Page 1 of 1

unneeded dummy variable

Posted: Fri Nov 10, 2017 9:02 am
by Williambert
How do I get rid of an unneeded dummy variable/ response category?I entered a categorical variable into my model as an explanatory variable, and although there are no observations in one of the categories of this variable, a dummy variable for this category was still included in the model. How can I remove it ?

Re: unneeded dummy variable

Posted: Fri Nov 10, 2017 9:40 am
by ChrisCharlton
If you highlight the column in the names window and click the regenerate button then it will remove any categories that do not have any associated data and add categories if there are values that do not have a label. Note that you will need to remove the variable from the model before doing this, and then add it back again afterwards.

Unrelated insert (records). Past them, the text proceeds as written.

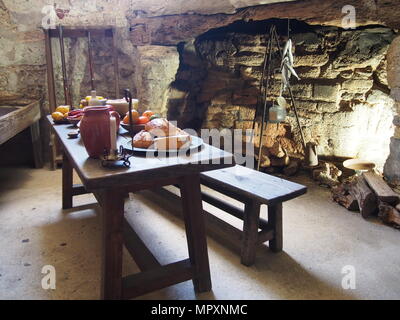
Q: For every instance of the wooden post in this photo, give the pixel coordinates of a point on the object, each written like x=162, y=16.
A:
x=195, y=231
x=116, y=67
x=275, y=219
x=52, y=94
x=67, y=182
x=251, y=219
x=112, y=203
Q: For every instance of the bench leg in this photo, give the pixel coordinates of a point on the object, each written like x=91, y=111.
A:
x=195, y=232
x=112, y=205
x=275, y=220
x=66, y=183
x=250, y=232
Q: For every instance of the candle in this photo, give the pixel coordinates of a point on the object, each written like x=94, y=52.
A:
x=113, y=135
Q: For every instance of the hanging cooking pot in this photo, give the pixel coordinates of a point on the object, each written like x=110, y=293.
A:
x=277, y=113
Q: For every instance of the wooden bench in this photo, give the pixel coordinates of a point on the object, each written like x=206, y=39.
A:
x=253, y=188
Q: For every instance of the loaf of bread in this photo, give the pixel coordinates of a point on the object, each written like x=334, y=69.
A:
x=172, y=142
x=142, y=139
x=161, y=127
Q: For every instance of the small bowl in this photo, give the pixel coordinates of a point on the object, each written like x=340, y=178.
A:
x=136, y=127
x=119, y=105
x=63, y=121
x=74, y=121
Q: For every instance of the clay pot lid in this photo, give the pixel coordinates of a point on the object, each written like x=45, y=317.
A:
x=358, y=164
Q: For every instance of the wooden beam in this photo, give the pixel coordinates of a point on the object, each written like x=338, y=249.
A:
x=367, y=201
x=78, y=189
x=138, y=250
x=381, y=188
x=155, y=279
x=229, y=208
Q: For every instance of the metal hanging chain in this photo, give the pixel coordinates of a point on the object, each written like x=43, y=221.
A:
x=292, y=97
x=128, y=98
x=264, y=96
x=90, y=61
x=67, y=90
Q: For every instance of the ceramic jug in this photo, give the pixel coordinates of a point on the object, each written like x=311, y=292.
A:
x=95, y=129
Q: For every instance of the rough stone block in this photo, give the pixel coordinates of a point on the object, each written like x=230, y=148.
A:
x=328, y=107
x=392, y=166
x=377, y=97
x=393, y=65
x=302, y=90
x=311, y=60
x=308, y=72
x=326, y=92
x=357, y=86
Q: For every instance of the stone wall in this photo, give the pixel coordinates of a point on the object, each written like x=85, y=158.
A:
x=342, y=97
x=392, y=165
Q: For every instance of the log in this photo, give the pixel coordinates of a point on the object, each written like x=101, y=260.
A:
x=366, y=198
x=389, y=214
x=381, y=188
x=341, y=195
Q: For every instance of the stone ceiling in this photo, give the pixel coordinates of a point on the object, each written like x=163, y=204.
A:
x=172, y=29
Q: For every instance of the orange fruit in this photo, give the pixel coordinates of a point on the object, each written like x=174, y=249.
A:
x=62, y=109
x=135, y=117
x=57, y=116
x=148, y=113
x=143, y=120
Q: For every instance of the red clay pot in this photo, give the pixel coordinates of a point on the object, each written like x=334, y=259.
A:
x=95, y=129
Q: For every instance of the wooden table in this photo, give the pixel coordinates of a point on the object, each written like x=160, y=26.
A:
x=111, y=187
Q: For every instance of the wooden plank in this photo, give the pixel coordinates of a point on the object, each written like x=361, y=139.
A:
x=112, y=205
x=144, y=168
x=155, y=279
x=381, y=188
x=216, y=227
x=143, y=257
x=389, y=214
x=275, y=220
x=229, y=208
x=18, y=120
x=67, y=181
x=253, y=184
x=266, y=234
x=195, y=231
x=116, y=66
x=250, y=233
x=78, y=189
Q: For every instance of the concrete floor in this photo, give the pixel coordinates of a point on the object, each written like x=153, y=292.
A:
x=320, y=238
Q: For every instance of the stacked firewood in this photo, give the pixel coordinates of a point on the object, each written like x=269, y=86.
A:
x=371, y=195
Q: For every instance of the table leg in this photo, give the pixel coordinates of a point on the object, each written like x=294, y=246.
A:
x=66, y=183
x=251, y=220
x=112, y=204
x=195, y=231
x=275, y=220
x=36, y=145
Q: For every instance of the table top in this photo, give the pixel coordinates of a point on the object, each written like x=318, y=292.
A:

Re: unneeded dummy variable

Posted: Tue Dec 05, 2017 1:57 pm
by Kurthens
Williamrbert wrote: Fri Nov 10, 2017 9:02 am If you highlight the column in the names window and click the regenerate button then it will remove any categories that do not have any associated data and add categories if there are values that do not have a label. Note that you will need to remove the variable from the model before doing this, and then add it back again afterwards.
Hi Chris, could this somehow be added as a feature, so it automatically does this?

Re: unneeded dummy variable

Posted: Thu Dec 07, 2017 10:39 am
by ChrisCharlton
Unfortunately this wouldn't be very practical as this would require all the categories to be checked against the data every time the data in the column changed. It would also mean potentially losing category labelling that had been entered by the user, as once categories are removed there would be no way to know what their text was previously.

One possible change that might work however is to only include categories that actually have data associated when adding dummies to the model. Doing this could however still have complications related to missing data, as it may be that the variable has data for a category but this is excluded from the model as the associated rows have data missing in other variables.